"Ich hatte es satt, das Mittelalterfest immer im Regen zu feiern und wollte unbedingt raus aus dem Juli", erläuterte Reinhold Wahler, der Vorsitzende der Ritterschaft. "Und wenn es einmal nicht regnete, hatten wir gleich mehr als 30 Grad Celsius. Deshalb sollte es diesmal der Mai sein", fügte er hinzu. Doch im Wonnemonat ergaben sich andere Hürden: Kein Urlaub, viele Märkte und Feste oder einfach Absagen der angemeldeten Teilnehmer.
"Die Wiesen waren nicht gemäht und die Bewirtung mussten wir teils selbst übernehmen, was eigentlich nicht unsere Intension ist, denn wir wollen das Mittelalter ausrichten", wetterte Wahler. "Jetzt müssen wir selbst das Personal stellen. Zwar verfügt die Ritterschaft über Mitglieder von Bad Neustadt bis nach Lüdenscheid aber viele sind nicht immer abkömmlich", informiert er.

Dennoch bot sich den Besuchern eine vielseitige Szenerie. Am Einlass wartete Kartenlegerin "Kiandra" alias Kerstin Priess mit ihrer "spirituellen Lebensberatung". "Menschen kommen mit Fragen zu mir, auf die ich mit Blick in den innersten Winkel eine ehrliche Antwort gebe". Die wortgewandete Seherin rechnet sich der keltischen Druidenkaste zu und arbeitet mit magischen Steinen, Räucherwerk und Tarot-Karten.

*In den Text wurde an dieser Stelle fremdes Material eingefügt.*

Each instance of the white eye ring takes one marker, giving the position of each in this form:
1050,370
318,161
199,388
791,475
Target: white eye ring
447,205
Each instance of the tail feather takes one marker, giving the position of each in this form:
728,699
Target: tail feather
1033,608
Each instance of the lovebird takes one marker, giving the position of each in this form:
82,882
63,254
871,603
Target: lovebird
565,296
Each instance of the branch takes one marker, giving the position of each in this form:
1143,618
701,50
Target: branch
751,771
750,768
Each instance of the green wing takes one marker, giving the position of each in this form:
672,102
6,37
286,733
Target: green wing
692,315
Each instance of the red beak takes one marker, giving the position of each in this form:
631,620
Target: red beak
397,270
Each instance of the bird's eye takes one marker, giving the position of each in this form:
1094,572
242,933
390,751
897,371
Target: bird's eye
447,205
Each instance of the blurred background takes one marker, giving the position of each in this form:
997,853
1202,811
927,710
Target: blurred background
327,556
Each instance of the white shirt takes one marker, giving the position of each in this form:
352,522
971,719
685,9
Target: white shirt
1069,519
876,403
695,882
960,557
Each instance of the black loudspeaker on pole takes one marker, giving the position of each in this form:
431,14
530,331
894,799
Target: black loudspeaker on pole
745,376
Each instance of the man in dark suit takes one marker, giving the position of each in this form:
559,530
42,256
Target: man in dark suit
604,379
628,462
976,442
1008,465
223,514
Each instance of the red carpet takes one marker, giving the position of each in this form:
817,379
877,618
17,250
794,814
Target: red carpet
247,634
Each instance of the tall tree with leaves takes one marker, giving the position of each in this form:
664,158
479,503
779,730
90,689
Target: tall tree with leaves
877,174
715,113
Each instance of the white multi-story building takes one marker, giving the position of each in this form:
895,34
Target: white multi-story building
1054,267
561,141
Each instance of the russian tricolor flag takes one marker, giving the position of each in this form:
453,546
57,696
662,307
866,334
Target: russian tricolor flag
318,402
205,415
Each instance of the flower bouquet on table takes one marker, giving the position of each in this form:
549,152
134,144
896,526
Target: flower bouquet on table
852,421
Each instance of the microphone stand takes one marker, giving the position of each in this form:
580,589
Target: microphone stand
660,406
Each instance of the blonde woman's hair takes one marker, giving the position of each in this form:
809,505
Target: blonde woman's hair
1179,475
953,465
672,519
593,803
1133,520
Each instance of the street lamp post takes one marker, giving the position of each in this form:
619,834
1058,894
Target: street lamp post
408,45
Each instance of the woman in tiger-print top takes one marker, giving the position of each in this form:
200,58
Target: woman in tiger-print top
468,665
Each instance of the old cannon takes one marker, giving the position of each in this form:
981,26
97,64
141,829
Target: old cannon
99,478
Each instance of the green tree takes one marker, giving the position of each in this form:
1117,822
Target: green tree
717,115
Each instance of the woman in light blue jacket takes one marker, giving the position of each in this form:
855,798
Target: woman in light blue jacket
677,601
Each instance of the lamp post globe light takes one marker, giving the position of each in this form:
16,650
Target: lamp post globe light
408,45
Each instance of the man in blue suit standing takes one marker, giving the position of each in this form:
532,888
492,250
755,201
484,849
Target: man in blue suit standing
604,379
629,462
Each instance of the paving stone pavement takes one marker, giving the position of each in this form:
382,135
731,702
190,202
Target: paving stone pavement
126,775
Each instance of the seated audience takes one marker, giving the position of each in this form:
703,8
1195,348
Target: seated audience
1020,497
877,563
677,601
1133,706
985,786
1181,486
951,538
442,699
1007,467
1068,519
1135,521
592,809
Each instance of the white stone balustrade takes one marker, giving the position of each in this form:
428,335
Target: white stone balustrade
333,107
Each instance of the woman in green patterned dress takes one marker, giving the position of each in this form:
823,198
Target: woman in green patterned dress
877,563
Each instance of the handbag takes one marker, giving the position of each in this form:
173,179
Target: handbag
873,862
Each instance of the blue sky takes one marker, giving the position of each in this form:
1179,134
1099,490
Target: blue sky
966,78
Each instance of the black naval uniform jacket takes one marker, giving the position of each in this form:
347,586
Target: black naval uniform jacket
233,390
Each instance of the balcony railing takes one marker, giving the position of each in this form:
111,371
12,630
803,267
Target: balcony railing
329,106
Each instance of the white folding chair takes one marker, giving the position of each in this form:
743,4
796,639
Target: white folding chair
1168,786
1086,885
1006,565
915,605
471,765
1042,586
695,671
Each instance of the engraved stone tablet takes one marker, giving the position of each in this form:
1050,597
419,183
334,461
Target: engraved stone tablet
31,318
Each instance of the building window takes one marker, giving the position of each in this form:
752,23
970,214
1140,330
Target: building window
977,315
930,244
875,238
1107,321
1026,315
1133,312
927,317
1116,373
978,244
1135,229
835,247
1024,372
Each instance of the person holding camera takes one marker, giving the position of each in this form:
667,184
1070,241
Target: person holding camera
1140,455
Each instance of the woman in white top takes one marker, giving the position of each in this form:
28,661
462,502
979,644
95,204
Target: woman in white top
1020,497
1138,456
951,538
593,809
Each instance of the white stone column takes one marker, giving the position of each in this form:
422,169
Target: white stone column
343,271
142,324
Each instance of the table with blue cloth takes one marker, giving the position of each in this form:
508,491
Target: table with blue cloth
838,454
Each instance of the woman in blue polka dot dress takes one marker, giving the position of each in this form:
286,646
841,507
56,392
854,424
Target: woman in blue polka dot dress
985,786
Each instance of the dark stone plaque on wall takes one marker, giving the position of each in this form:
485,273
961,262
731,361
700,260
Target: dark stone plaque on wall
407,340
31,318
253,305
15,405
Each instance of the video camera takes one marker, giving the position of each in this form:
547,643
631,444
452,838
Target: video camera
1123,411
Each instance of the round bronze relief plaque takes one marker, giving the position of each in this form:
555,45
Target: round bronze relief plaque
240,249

Kampftraining für den Ernstfall



Nur einige Schritte weiter findet sich das Lager der "Ex Lex", einer Kämpfertruppe aus dem hessischen Büdingen mit ihren Familien. Ein- bis zweimal pro Monat sind sie auf ritterlichen Veranstaltungen, sagt Kainar Gunnarson, der Wareger-Fürst, der fünf weitere Recken an seiner Seite hat. Um für "den Ernstfall fit zu sein", trainiert er mit seinen Männern mehrmals am Tag, zum Beispiel mit dem Landsknecht Hannes Hoffthaler oder Ensfried, Freiherr vom blanken Bach mit Schwert, Axt und Spieß.

Detlef Kotsch von den Falkenreitern Deutschland siedelt in der Nachbarschaft der Kämpfer und ist der Ziehvater einiger imposanter Raubvögel. Er betreibt die mittelalterliche Falknerei, wobei sich auch ein mächtiger Steppen-Steinadler in seinem Gefolge befindet. "Ich habe das Hobby mit 16 Jahren begonnen und es hat mich nicht mehr losgelassen", lacht er.


Buntes Durcheinander der Stände



Im Burghof bietet sich ein buntes Konglomerat aus Ständen, Zelten und Hütten, von "Leafclaws Schneyderey" über den Branntwein- und Bierhersteller bis zu den Weberinnen, die erstaunlicherweise im Mittelalter schon Brillen trugen. Dazwischen klampfen "Elazar, der Bayer" und "Tilmann der Taschenspieler" hehre Lieder von schönen Frauen und harten Gefechten auf ihren Lauten. Marbun, der Gaukler, jongliert mit großer Geschicklichkeit die Bälle und Stäbe, und die heimische Märchenerzählerin Heidi Andriessen erzählt den Kindern die Sagen aus grauer Vorzeit.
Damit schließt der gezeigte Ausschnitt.